Three pieces that are basically strings of note, largely in one key, and with minimal dynamic subtlety - they are either LOUD or quiet and nothing in between. And at one level, we got them pretty good. They started at the same place, and ended together etc. But the tricky little runs that Handel apparently loved were often just a sort of smear from the start to the end. So at one level the piece was fine, but when it got into details it really was the 50 km ruler effect.

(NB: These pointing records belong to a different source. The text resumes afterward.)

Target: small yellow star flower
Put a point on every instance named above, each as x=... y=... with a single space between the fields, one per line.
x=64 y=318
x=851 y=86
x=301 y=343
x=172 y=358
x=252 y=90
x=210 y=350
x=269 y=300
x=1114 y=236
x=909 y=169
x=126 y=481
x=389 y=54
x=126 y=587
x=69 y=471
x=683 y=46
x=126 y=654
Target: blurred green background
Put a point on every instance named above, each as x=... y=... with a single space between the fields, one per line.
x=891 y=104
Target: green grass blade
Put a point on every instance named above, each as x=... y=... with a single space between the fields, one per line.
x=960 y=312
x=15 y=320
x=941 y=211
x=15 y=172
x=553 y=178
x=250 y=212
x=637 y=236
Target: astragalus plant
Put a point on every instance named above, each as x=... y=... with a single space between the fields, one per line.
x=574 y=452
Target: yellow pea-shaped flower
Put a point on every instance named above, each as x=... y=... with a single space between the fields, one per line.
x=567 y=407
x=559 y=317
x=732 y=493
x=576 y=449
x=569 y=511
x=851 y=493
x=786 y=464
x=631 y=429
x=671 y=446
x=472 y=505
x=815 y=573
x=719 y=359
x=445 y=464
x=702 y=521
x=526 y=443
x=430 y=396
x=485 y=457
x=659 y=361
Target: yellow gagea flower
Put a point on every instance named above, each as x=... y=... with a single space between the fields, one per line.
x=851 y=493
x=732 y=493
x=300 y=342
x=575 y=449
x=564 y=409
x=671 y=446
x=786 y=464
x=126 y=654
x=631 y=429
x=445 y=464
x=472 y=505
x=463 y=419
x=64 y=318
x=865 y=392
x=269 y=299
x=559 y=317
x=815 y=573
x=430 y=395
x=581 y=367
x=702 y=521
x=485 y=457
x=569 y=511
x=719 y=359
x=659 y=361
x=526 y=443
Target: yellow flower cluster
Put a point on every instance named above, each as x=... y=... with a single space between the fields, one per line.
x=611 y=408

Now, everyone's hearing is not the same., but I recall seeing something about the shortest musical time that can be perceived - known as a Tatum (after Art Tatum). And there must be a division of pitch that at least the average person cannot tell the difference between. Again I recall watching a program which talked about how concert pitch had varied across the years - and it played some examples which I thought were distinct. The person listening with me however needed to get pretty much to A flat before she heard a difference. That's I think about 25Hz different - where as I could hear a difference of 2 or 3Hz (or thought I could). [Plus when really close there's a beat effect that helps, so perhaps I couldn't really hear it.]

And our tempered scale, which allows us to play every piece without retuning the piano in between, makes sacrifices. Some intervals are effectively bashed into shape with a big hammer to fit where they belong. So in some keys the true note really feels some way off the note the piano gives you. (If you are a non-musician you will have lost this two paragraphs ago - sorry - I'll write about something else tomorrow.)

But I am guessing computers could play things with such tight intervals and such short times that we can't spot the difference. After all, the Hertz is just a measure of frequency - the number per second. A note doesn't have to be precisely an integer number of Hertz in frequency - so it can have an infinitely long decimal string. And likewise time is thought to be continuous (there's some dissent about a thing called a chronon but that's not viewed as sound science right now). So a note can be shorter, and shorter still.

Yep - the set of people following this blog has now been reduced to musical mathematicians. Sorry!

So to a sentient computer listening to our music, even the finest tuning and timing that a human can produce could be 'off' by 'miles'.

So I need to be a bit more forgiving - at some level, literally nobody is perfect.